But there she was, and she felt and knew that her earthly hopes were blasted. But she did not then perceive what she afterwards knew, that God placed her there in his providence, as he made Joseph a slave in Egypt, "for her good." God had formed her for himself. He loved her too much to permit her to remain long in harmony with a world, which, in its vanity and its corruption, He could not love. He knew what was requisite in order to accomplish his own work; He knew under what providences the natural life would retain its ascendency, and the soul would be lost; and under what providences grace would be rendered effectual, and the soul would be saved.
I have sometimes thought that God, who always respects man's moral freedom, carries on and completes the great work of his salvation, not only by grace, but by position. I use the word position here as nearly synonymous with external providences; and in laying down this proposition, I mean to say, it seems to me, although I would not speak with much confidence, to be a law of the divine action. Such are the relations between mind and place, that no man ever is what he is, independently of his situation. The mind has no power of acting in entire separation from the relations it sustains; it knows nothing where there are no objects to be known; loves nothing where there are no objects to be loved; does nothing where there is nothing to be done. Its powers of perception, its capabilities of affectionate or malevolent feeling, its resources of "volitional" or voluntary determination, develop their strength and their moral character in connection with the occasions which call them forth. Let any man read the Life of St.
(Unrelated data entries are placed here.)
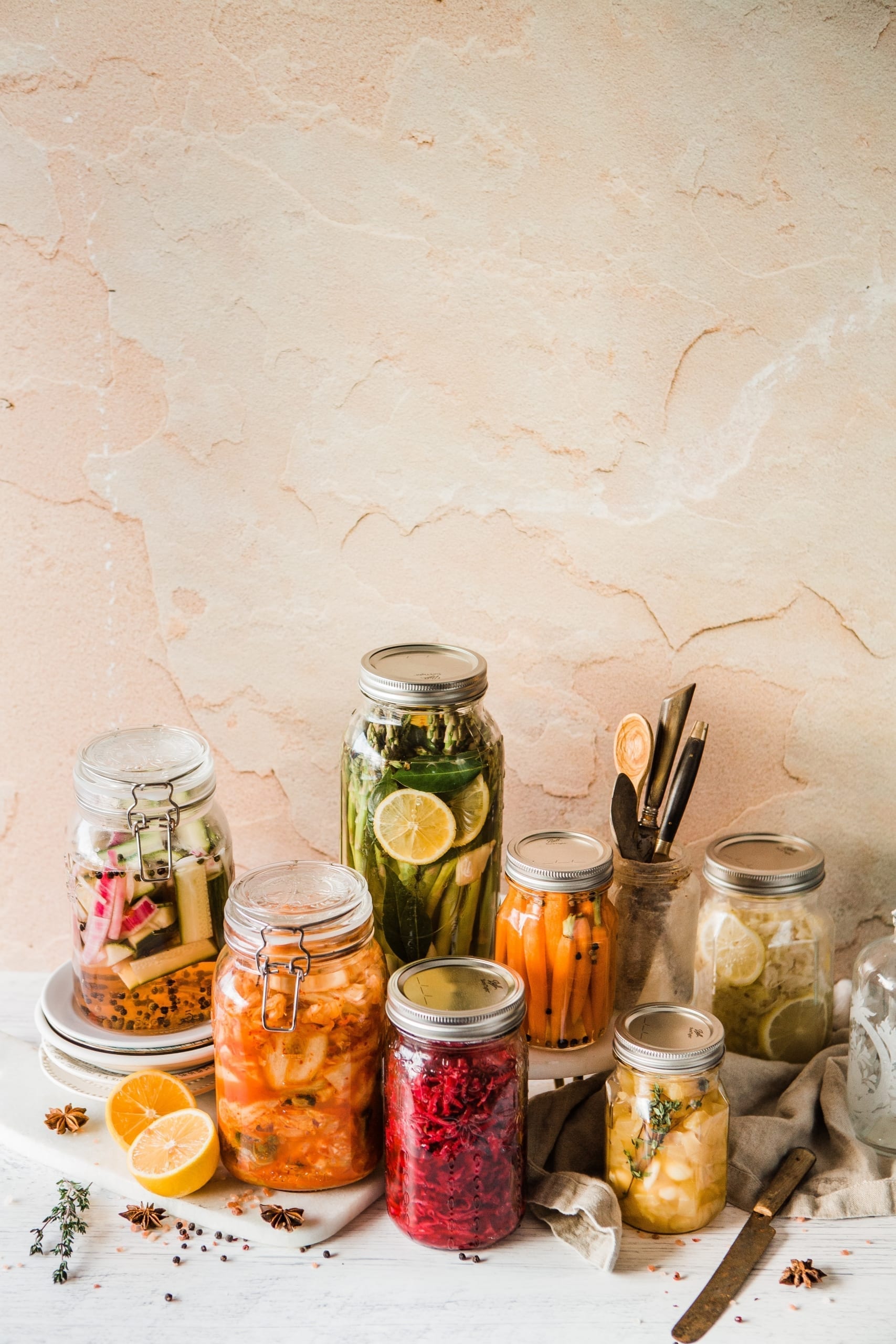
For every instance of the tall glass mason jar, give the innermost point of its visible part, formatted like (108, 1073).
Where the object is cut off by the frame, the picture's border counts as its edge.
(456, 1097)
(871, 1083)
(657, 908)
(766, 947)
(150, 863)
(667, 1152)
(558, 929)
(422, 792)
(299, 1022)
Augustine, particularly in connection with what he has himself said in his Confessions, or the Life of Francis Xavier, of Archbishop Leighton, of George Fox, of Baxter, of Wesley, of Brainerd, of Henry Martyn, — and then say, if different circumstances, (a situation, for instance, comparatively exempt from temptation and toil,) would have developed the same men, the same strength of purpose, the same faith in God, the same purity of life. This illustrates what we mean when we say that in the religious life we are the creatures, not only of grace, but of position, or more strictly and truly, of grace acting by position. If this doctrine be true, it throws light and beauty over the broad field of God's providences, and shows us why many have passed to glory through great tribulation. Tribulation was necessary to bring them, if not to the true life of God in the first instance, to that fulness and brightness of the inward life which they have experienced. So that those, who grow in grace by suffering, may do well to remember, that probably nothing but the seasons of trial which they have been called to pass through, would have fitted them for the reception and effectual action of that grace which is their consolation and their hope.
This was the view which Madame Guyon herself subsequently took of the subject.
— from The Life of Madame Guyon Volume 1, Chapter 5.